Insomma ci sono tutti i film già visti, l’unico che manca è proprio quello di Gibson. Trascorsi 131 minuti di cui metà a fare su e giù da una scala di corda che non si sa chi ha mai messo (forse una cortesia degli stessi giapponesi), alla fine il film finisce senza spiegare perché mai con meno uomini e più provati sono riusciti a fare ciò che avevano fallito quando erano di più e ancora pimpanti.

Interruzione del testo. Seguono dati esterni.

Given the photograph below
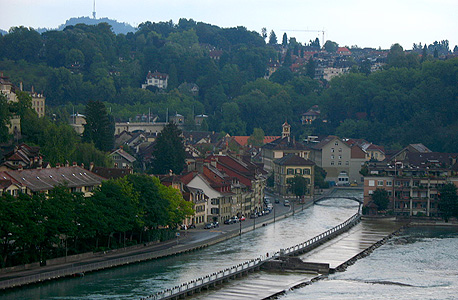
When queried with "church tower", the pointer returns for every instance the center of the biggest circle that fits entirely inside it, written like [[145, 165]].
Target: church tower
[[286, 132]]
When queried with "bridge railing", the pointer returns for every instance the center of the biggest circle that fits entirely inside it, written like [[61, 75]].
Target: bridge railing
[[206, 280], [248, 265], [322, 236]]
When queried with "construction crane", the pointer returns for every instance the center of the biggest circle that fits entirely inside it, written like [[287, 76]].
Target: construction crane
[[307, 30]]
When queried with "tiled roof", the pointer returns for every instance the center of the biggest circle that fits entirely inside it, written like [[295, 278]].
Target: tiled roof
[[111, 173], [293, 160], [46, 179]]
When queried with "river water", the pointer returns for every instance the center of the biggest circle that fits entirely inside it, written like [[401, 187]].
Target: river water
[[422, 263], [139, 280]]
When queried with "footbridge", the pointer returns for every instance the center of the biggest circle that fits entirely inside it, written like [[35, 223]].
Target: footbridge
[[317, 200]]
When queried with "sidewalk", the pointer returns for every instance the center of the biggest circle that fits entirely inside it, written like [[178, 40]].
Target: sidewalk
[[188, 240]]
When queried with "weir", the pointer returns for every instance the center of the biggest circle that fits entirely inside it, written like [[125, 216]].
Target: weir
[[209, 281], [312, 260]]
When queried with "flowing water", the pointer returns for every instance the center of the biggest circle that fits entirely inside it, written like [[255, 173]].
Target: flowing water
[[139, 280], [422, 263]]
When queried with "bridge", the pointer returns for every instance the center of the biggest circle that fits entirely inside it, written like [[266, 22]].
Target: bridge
[[326, 253], [360, 201]]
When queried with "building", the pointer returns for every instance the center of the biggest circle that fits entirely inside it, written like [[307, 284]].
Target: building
[[77, 122], [33, 181], [122, 159], [22, 156], [334, 156], [413, 183], [281, 147], [310, 115], [156, 79], [289, 166]]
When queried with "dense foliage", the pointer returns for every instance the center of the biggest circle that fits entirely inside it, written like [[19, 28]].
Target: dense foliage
[[387, 107], [134, 209], [448, 201]]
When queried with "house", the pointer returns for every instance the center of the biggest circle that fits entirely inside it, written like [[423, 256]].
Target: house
[[248, 181], [289, 166], [177, 119], [77, 121], [310, 115], [219, 198], [22, 156], [281, 147], [156, 79], [122, 159], [343, 51], [33, 181], [334, 156], [412, 184]]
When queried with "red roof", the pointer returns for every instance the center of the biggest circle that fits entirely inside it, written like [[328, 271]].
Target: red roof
[[243, 140]]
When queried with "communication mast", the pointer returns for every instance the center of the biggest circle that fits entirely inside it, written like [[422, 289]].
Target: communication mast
[[93, 12], [306, 30]]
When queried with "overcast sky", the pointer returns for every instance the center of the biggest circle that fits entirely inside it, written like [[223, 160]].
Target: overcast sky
[[365, 23]]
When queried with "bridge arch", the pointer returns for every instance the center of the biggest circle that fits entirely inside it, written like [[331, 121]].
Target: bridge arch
[[317, 200]]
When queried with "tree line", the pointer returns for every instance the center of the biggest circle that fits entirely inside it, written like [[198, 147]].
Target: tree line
[[122, 212], [83, 63]]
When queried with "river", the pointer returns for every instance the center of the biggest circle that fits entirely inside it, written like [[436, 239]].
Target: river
[[139, 280], [422, 263]]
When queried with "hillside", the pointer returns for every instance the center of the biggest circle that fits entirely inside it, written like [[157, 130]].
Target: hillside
[[231, 68]]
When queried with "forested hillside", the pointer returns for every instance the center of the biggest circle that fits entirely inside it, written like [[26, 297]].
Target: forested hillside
[[413, 100]]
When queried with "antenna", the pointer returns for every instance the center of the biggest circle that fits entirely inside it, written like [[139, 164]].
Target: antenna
[[93, 12]]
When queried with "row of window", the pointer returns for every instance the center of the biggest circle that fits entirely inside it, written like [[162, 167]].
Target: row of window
[[339, 163], [291, 171]]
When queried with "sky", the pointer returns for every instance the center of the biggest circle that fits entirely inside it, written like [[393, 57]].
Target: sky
[[362, 23]]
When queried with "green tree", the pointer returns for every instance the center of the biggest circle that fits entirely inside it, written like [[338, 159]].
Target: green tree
[[272, 38], [448, 201], [169, 153], [5, 116], [310, 68], [99, 127], [380, 198], [331, 46]]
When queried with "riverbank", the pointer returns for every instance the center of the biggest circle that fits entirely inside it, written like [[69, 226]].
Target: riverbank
[[189, 240]]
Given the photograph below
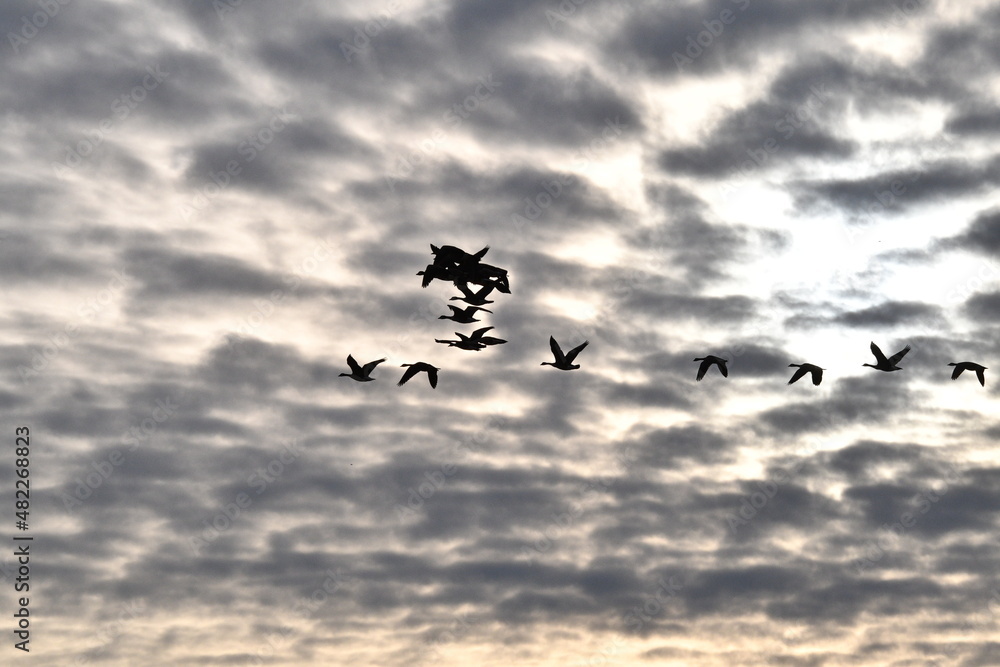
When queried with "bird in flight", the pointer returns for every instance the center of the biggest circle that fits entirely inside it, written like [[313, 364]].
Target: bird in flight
[[708, 361], [416, 368], [969, 366], [463, 315], [816, 371], [889, 364], [564, 362], [361, 373], [473, 298]]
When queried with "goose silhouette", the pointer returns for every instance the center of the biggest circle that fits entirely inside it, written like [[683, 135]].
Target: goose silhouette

Anche il messaggio veicolato per cui esistono eroi senza macchia che combattono senza il fucile non regge ad un esame logico per cui se non ci fossero quelli con il fucile (in un rapporto astronomicamente più elevato tocca dire), non ci sarebbero obbiettori di coscienza a poter fare gesta mirabolanti. Peccato perché tutto il cast recita in maniera impeccabile e sorprende piacevolmente Garfield, a suo agio in questo film tanto come in Spider-man e come prelato gesuita. Il problema non sono quindi gli attori ma pare circoscritto alla scrittura ed alla regia. Per cui l’unico vero elemento da salvare è un’indicazione pratica, ovvero che se siete dei giapponesi e dovete respingere uno sbarco nemico è opportuno tagliare la scala di corda che pende dalla scogliera.